For some, marketing comes in size S (small): it is equal to marketing communication managed by a marketing department in a commercial setting with the intent to acquire and keep customers. Earlier, this meant focusing on advertising campaigns, nowadays it is based on digital and social media. Marketing is in other words what the marketing department does. Some argue according to this view that sales is not marketing, neither are the other well-known Ps, product development, pricing and distribution (place) in Philip Kotler’s Marketing Management book.
In contrast, marketing in L (large) size considers marketing not as a function but more as a business perspective positioned on a strategic level. This is how marketing has been seen at Hanken since I started my studies in marketing about fifty years ago. Ironically, then it was the Department of Market Economy and we changed the name in the 80’s to Department of Marketing to align with current thinking. Marketing in L size also comes in the shapes of service marketing and management, customer relationship management, business-to-business marketing; all of these still retaining the idea that marketing mainly has to do with commercial goals and interests, starting from business model design and corporate strategy. These perspectives have been the foundation for Hanken’s research institute CERS Centre for Relationship Marketing and Service management.
Marketing is currently expanding its scope to a XL size: a responsibility perspective where systems in many layers are in focus, sustainability and wellbeing are goals beyond company profitability and success and recognizing all the organization’s stakeholders is considered essential. Transformative Service Research has emerged as movement within service research to address the well-being of individuals and communities, often recognizing those that are in a vulnerable situation. Similarly, the American Marketing Association has recently initiated discussion groups about BMBW (Better Marketing for a Better World) resulting in thematic sessions at conferences and special issues (such as the recent issue in Journal of Marketing). In service and business marketing theorizing about ecosystems are increasingly in focus rather than the focal company. Technology developments have inspired to broaden the perspective on marketing.
In fact, it would be fair to put “marketing” within citation marks to indicate that there is almost no shared meaning of what “marketing” is, although the term is commonly used by many. Depending on whether you apply a S, L or XL perspective on marketing you end up in discussing completely different issues.

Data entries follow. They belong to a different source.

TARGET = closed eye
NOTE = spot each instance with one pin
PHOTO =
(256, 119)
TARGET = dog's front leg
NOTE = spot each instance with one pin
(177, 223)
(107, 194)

To be very practical: how do you describe to a new student at Hanken what marketing is and what you can become by studying marketing, how do you explain marketing to those in organizations that do not have a formal marketing training, and how do you describe to those that have a marketing training that the term is the same but the content has completely changed?
In my view, based on my observations in the last decades, there is metaphorically no single Marketing Island where all marketing people live. Instead, it seems more to be a big archipelago consisting of bigger and smaller islands down to skerries that barely rise above the water. The islands represent different understandings of “marketing”, like business-to-business marketing, service management, service design, branding, consumer behaviour, digital marketing, customer relationship management, macromarketing, social marketing; many populated by several scholarly tribes with different language and gurus. As marketing had a specific meaning when the concept was invented decades ago the relevant question today would be: what is the essence of “marketing” as a phenomenon today, and is marketing the most appropriate term anymore?
Perhaps one way forward is to reconsider the American Marketing Association’s current definition of marketing from 2017, which is essentially a satellite picture of the proposed Marketing Archipelago; it might be inclusive but not very informative on the ground level: “Marketing is the activity, set of institutions, and processes for creating, communicating, delivering, and exchanging offerings that have value for customers, clients, partners, and society at large.”
In increasingly dynamic environments where “offerings that have value” is a moving target and organizations continuously struggle to meet emerging challenges, a proactive exploration of new islands might be necessary. In practice this means taking the risk of trying out new perspectives, conceptual frameworks, and concepts to understand emerging changes. Fortunately, CERS is an excellent home base for such expeditions.